Active verbs can help you properly assess your activities in light of Bloom’s Taxonomy. This table of active verbs that can be used to write learning outcomes or in writing up assignment directions helps faculty focus on the appropriate level and task for a learning activity.

Source: Texas Tech’s “Writing and Assessing Course-level Student Learning Outcomes”
]2 Source: Texas Tech’s “Writing and Assessing Course-level Student Learning Outcomes”

There are many such tables available online. One can be found at the Carnegie Mellon Eberly Center site at http://www.cmu.edu/teaching/resources/Teaching/CourseDesign/Objectives/BloomsTaxonomyVerbs.pdf

A note about these verb tables: There’s a lot of variation among tables as to where in the taxonomy a particular verb fits. It’s important to remember that this is not a science and that particular verbs can be evocative of more than one taxonomic category. Ultimately, your use of the verbs needs to make sense in terms of your learning outcomes or the learning activities themselves.

Things to Think About

  • How much do you know about the students you are expecting to take your course?
  • Have you taught this subject to adult learners in the past? If not, what teaching practices or approaches to assignments might be particularly important for you to modify?

Things to Do

  • Familiarize yourself with the learning outcomes for your program and for your course.
  • Talk to your academic director about where this course fits within the context of other courses in the program.
  • Focus on a major assignment in your course and try to assign a location or locations where that learning activity might be found on Bloom’s Taxonomy.

References

Knowles, M. S. (1980). The modern practice of adult education: from pedagogy to andragogy. Wilton, CT: Association Press.

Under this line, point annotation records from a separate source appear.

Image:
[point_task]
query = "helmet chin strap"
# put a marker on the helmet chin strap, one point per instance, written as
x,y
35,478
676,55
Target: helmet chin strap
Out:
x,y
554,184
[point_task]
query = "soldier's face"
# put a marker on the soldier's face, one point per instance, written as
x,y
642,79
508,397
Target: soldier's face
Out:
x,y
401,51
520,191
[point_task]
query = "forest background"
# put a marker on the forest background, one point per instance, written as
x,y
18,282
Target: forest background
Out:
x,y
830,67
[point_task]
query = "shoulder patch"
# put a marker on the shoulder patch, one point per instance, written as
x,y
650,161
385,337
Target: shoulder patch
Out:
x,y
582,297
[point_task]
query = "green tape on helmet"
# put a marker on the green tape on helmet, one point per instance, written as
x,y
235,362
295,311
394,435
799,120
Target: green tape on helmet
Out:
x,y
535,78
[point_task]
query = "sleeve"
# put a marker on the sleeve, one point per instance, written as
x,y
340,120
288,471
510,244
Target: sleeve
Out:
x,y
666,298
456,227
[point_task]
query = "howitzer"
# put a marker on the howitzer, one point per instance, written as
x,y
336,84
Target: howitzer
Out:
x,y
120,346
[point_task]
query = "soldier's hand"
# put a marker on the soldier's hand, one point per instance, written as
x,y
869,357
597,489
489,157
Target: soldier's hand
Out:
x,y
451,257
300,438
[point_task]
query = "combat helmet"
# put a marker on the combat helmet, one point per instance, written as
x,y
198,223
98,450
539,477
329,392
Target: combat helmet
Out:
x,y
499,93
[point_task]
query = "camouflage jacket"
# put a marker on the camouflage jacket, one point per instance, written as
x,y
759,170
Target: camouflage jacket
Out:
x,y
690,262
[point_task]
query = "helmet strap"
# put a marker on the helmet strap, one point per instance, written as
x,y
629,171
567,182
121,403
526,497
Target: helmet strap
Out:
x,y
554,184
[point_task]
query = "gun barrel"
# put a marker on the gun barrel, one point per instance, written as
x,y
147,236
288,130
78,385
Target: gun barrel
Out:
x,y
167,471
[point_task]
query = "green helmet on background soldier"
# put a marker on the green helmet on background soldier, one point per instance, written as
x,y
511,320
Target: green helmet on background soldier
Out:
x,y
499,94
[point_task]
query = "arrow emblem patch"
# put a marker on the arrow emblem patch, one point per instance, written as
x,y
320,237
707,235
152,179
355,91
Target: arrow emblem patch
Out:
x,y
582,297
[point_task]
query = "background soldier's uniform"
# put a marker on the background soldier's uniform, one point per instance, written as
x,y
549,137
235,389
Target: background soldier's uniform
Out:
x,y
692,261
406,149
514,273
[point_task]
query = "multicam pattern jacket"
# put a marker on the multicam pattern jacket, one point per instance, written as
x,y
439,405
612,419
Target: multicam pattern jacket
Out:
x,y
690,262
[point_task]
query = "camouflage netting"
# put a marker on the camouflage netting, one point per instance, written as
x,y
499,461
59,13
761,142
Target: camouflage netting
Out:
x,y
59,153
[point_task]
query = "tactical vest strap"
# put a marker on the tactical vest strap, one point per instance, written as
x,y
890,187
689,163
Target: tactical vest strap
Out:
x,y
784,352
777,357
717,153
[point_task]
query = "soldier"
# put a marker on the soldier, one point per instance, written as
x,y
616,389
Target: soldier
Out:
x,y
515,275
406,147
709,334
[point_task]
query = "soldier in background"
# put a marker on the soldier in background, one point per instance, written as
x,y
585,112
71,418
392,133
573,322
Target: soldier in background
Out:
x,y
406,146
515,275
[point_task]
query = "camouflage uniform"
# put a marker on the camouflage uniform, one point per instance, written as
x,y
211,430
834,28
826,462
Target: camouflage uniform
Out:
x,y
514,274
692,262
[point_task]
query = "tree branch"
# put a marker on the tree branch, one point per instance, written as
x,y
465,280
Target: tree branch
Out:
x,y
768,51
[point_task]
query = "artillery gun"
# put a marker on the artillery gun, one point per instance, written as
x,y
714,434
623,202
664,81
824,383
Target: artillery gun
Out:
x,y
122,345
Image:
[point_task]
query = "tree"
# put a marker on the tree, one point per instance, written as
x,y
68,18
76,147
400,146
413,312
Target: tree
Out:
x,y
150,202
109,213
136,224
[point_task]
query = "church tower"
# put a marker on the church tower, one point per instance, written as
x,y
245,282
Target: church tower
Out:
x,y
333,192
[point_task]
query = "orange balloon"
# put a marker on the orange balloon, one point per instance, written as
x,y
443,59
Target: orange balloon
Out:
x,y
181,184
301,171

Knowles, M. S. (1984). Andragogy in Action: Applying modern principles of adult education. San Francisco, CA: Jossey Bass.

Mezirow, J. (1991). Transformative Dimensions of Adult Learning. San Francisco, CA: Jossey-Bass.

Mezirow, J. (2000). Learning as Transformation: Critical Perspectives on a Theory in Progress. San Francisco, CA: Jossey Bass.

Rogers, C. (1969). Freedom to Learn: A View of What Education Might Become. Columbus, OH: Merrill.

Rogers, Carl R., & Freiberg, H. (1994). Freedom to Learn. Columbus, OH: Merrill.

Rogers, C. (1983). Freedom to Learn for the 80s. Columbus, OH: Merrill.